The iTRAQ labelled sample was applied onto an EASY nano-LC system (Proxeon Biosystems, Odense, Denmark). The peptides were loaded directly onto a 20-cm 100-μm inner diameter, 360-μm outer diameter, ReproSil – Pur C18 AQ 3-μm (Dr. Maisch, Germany) homemade reversed phase capillary column. The peptides were eluted from the column into an LTQ-orbitrap XL mass spectrometer (Thermo Fisher Scientific, Bremen, Germany), using a gradient from 100% phase A (0.1 % formic acid) to 34 % phase B (0.1 % formic acid, 90%acetonitrile) in 120 min. at 250 nl min−1. The data-dependent analysis was performed using one MS full scan in the area 400 Da – 1800 Da performed in the Orbitrap with 30000 in resolution, followed by CID and HCD of the three most intense ions (Rewitz et al., 2009) The threshold for ion-selection was 10000 and the conditions for CID fragmentation were normalized collision energy 35, isolation width 2.0, activation time 30 ms, and for HCD fragmentation normalized collision energy 50, isolation width 2.0, activation time 1 ms.

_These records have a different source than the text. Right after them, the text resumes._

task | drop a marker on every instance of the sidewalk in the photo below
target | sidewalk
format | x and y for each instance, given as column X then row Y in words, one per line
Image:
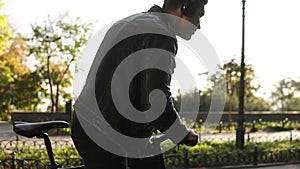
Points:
column 261, row 166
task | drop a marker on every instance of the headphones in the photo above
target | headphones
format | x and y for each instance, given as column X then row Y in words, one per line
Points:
column 189, row 7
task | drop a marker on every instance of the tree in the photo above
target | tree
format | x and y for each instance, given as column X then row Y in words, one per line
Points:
column 231, row 75
column 286, row 96
column 5, row 32
column 57, row 44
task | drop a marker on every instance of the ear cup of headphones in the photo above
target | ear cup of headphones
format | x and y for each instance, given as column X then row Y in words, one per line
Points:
column 188, row 8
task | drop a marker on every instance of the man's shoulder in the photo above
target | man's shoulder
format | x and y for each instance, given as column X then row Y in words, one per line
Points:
column 147, row 22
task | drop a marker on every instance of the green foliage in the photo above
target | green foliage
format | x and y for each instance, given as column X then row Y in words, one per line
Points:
column 286, row 96
column 15, row 76
column 56, row 44
column 228, row 78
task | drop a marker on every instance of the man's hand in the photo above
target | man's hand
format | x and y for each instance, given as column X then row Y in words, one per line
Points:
column 191, row 139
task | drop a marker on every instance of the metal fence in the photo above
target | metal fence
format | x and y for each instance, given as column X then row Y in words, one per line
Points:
column 253, row 157
column 185, row 159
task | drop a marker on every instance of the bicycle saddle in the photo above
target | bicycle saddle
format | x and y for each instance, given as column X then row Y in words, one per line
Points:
column 37, row 128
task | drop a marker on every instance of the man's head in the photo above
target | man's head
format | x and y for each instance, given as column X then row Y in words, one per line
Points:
column 189, row 10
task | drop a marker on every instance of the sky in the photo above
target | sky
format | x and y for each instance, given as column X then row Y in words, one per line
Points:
column 272, row 29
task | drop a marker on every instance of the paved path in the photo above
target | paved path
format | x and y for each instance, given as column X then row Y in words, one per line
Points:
column 292, row 166
column 6, row 133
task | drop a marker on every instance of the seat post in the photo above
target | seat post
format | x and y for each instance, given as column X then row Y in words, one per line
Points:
column 53, row 164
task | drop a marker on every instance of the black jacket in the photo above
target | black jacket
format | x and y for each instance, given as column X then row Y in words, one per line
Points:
column 124, row 39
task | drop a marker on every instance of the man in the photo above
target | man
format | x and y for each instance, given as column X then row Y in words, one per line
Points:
column 125, row 96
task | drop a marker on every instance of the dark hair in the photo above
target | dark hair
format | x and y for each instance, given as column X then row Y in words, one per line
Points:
column 174, row 4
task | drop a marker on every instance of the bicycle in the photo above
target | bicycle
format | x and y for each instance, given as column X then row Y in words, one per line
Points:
column 40, row 129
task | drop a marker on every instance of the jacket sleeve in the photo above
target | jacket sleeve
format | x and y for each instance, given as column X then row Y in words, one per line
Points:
column 158, row 79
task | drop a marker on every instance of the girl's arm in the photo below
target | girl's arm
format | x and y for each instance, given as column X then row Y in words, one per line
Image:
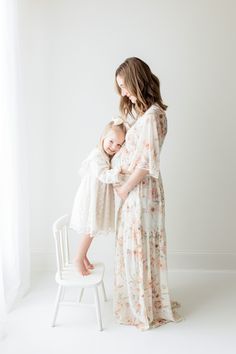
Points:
column 135, row 178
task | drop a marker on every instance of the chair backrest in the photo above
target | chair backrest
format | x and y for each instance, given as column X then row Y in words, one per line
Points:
column 60, row 233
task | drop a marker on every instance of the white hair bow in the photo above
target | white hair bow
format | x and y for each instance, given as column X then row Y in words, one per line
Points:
column 118, row 121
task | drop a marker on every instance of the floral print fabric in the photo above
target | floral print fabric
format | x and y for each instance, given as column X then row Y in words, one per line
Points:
column 141, row 294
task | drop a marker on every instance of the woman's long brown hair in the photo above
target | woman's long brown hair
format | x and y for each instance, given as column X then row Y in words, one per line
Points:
column 141, row 83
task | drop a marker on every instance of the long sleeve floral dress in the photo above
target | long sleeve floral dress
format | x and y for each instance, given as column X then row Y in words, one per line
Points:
column 141, row 294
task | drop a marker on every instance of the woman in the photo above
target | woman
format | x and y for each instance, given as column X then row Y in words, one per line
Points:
column 141, row 295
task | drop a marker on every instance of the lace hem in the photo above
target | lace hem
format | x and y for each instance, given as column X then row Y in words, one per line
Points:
column 92, row 233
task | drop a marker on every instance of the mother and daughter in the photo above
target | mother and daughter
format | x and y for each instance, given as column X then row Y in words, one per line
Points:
column 127, row 161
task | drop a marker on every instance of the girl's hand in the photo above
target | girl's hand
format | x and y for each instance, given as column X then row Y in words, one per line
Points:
column 122, row 192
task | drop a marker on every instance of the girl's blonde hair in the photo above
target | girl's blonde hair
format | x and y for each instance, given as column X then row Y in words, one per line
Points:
column 141, row 83
column 110, row 126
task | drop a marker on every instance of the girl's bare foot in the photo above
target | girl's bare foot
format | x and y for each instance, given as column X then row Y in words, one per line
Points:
column 87, row 264
column 81, row 267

Data processing – protein identification and quantitation

Raw files were analyzed using Proteome Discoverer v1.3 beta (Thermo Fisher Scientific, Bremen, Germany). MS/MS spectra were converted to .mgf files and searched against the Swissprot Human database using Mascot v2.3.02. The database search was performed with the following fixed parameters: precursor mass tolerance 8 ppm; MS/MS mass tolerance 0.8 Da (CID data) or 0.05 Da (HCD data); 2 possible missed cleavages, cysteine carbamidomethylation and full trypsin cleavage. Variable modifications included: N-terminal and lysine iTRAQ. iTRAQ quantification was performed using reporter ion area integration within a 50 ppm window. Ratios were normalized against the median peptide ratio.

Expression vector construct

All constructs were made using the pCI expression vector or the pCI SMN1 and pCI SMN2 wt minigenes. The pCI SMN mutant minigenes, the pCI SMN A1 motif minigenes and the pCI SMN SRSF10 motif minigenes were provided by GeneScript (GenScript, Piscataway, NJ, USA). The pCI vector was digested using Xbal and BamHI (New England Biolabs. Inc.) SRSF10 inserts were made using primer: SRSF10-F-NheI 5´-GGTGCTAGCATGTCCCGCTACCTGCGTCCC-3´, SRSF10v1-R-BamHI 5´- AGTGGATCCTCAGATCTTTCTTGAAGTGTAG-3´ and SRSF10v2-R-BamHI 5´- AGTGGATCCTCAGTGGCCACTGGACTTAGGACTAG-3´. All plasmids were sequenced to validate correct insertion.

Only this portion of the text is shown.